5-HT2C receptor activation prevents stress-induced enhancement of brain 5-HT turnover and extracellular levels in the mouse brain: modulation by chronic paroxetine treatment.

Stress is known to activate the central 5-hydroxytryptamine (5-HT) system, and this is probably part of a coping response involving several 5-HT receptors. Although 5-HT(2C) receptors are well known to be implicated in anxiety, their participation in stress-induced changes had not been investigated in parallel at both behavioral and neurochemical levels. We show here that the preferential 5-HT(2C) receptor agonist, m-chlorophenylpiperazine, as well as restraint stress increased anxiety in the mouse social interaction test. The selective 5-HT(2C) receptor antagonist, SB 242,084, prevented both of these anxiogenic effects.
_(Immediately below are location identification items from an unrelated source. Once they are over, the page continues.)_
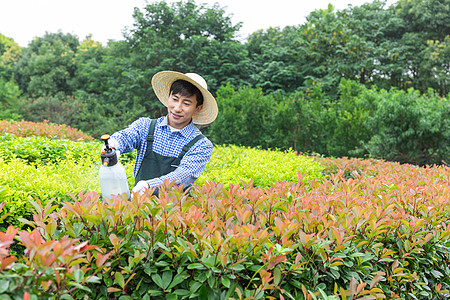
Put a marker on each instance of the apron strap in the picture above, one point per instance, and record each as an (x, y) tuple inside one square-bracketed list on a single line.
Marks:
[(189, 145), (151, 133)]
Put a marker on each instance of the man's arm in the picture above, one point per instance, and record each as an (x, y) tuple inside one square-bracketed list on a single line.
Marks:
[(130, 138), (191, 165)]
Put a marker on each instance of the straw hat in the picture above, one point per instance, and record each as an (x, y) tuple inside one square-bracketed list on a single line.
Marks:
[(162, 81)]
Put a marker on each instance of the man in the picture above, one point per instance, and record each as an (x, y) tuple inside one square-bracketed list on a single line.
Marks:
[(171, 147)]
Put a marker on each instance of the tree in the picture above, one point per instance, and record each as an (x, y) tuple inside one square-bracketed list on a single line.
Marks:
[(187, 38), (10, 52), (48, 65), (424, 38), (277, 59)]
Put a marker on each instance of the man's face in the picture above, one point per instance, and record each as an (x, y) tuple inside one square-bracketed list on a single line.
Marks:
[(181, 109)]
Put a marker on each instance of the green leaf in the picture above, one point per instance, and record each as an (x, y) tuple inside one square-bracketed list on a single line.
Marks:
[(158, 280), (78, 275), (195, 286), (197, 266), (166, 279), (181, 292), (176, 280), (119, 279), (4, 285), (81, 287), (225, 281)]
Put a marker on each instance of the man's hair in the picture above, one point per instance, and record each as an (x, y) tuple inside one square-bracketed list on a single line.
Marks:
[(186, 89)]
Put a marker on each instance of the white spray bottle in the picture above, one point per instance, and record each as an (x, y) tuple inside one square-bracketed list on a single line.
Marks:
[(112, 175)]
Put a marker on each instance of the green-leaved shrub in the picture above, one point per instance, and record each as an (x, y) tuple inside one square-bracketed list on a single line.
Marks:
[(236, 165)]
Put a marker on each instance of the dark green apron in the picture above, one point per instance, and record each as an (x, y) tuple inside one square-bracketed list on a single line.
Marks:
[(156, 165)]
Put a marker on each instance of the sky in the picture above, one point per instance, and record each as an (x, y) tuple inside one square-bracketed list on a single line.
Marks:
[(105, 20)]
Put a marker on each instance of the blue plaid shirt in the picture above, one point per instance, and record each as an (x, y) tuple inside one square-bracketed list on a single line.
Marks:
[(166, 143)]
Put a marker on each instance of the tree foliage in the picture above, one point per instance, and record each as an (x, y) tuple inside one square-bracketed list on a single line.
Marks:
[(285, 75)]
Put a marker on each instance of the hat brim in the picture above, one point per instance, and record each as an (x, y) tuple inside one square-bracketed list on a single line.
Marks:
[(161, 83)]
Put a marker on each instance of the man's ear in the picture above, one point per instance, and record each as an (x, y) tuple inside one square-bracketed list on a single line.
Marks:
[(198, 108)]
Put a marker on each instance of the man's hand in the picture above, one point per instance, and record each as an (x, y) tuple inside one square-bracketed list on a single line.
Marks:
[(112, 144), (141, 187)]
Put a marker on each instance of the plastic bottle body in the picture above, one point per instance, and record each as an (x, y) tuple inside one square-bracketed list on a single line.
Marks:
[(113, 181)]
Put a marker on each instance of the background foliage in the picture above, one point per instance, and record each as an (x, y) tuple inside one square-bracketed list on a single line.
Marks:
[(298, 87)]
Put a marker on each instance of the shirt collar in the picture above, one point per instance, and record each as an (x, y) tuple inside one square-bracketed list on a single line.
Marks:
[(185, 131)]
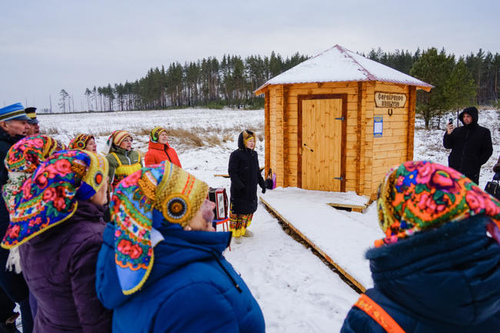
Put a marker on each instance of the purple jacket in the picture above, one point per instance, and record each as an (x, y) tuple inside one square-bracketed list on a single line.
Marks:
[(59, 266)]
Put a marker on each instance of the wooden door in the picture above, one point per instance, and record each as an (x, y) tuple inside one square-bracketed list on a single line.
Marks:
[(322, 144)]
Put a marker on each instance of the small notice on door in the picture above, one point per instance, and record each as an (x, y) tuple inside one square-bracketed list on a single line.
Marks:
[(378, 126)]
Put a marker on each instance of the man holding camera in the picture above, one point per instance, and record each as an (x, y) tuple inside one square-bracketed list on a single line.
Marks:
[(470, 144)]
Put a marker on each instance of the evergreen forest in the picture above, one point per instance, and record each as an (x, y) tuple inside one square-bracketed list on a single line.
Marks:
[(231, 81)]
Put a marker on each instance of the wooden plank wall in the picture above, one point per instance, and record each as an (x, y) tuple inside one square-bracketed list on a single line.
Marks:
[(367, 158), (393, 147)]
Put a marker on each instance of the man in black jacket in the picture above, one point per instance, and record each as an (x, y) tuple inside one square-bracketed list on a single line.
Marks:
[(470, 144)]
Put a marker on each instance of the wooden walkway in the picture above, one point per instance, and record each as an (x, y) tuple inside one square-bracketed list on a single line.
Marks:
[(340, 236)]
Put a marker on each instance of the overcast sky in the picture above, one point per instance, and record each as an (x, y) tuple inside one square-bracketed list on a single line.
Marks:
[(49, 45)]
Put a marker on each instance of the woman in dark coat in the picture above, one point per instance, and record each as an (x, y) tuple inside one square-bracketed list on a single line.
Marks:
[(58, 222), (245, 175), (161, 266), (438, 269)]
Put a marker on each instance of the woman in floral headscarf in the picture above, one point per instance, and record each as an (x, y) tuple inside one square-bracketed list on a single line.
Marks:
[(161, 266), (159, 149), (438, 268), (58, 222), (83, 142), (22, 160)]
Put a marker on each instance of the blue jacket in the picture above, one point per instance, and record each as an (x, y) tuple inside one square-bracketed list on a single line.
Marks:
[(445, 280), (192, 288)]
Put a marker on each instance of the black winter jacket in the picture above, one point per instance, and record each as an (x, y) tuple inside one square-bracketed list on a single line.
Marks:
[(470, 146), (245, 176)]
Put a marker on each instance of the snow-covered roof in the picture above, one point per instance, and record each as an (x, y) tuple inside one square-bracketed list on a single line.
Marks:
[(338, 64)]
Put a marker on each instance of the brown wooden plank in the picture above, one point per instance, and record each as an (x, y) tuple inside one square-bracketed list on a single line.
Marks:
[(314, 246)]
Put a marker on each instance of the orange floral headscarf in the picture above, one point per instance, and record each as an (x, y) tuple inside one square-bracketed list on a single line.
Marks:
[(421, 195)]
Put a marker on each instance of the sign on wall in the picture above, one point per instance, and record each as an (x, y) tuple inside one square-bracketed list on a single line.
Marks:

Restraint stress increased 5-HT turnover in various brain areas, and this effect was prevented by the 5-HT(2B/2C) receptor agonist RO 60-0175 (1 mg/kg), but not the preferential 5-HT(2A) agonist 1-(2,5-dimethoxy-4-iodophenyl)-2-aminopropane (1 mg/kg), and in contrast potentiated by SB 242,084 (1 mg/kg), which also blocked the effect of RO 60-0175. Using microdialysis, RO 60-0175 was shown to inhibit cortical 5-HT overflow in stressed mice when 5-HT reuptake was blocked locally. Chronic paroxetine prevented both the anxiogenic effect of m-chlorophenylpiperazine and the inhibitory effect of RO 60-0175 on locomotion and stress-induced increase in 5-HT turnover. The anxiolytic action of chronic paroxetine might be associated with an enhancement of 5-HT neurotransmission caused by a decreased 5-HT(2C) receptor-mediated inhibition of stress-induced increase in 5-HT release.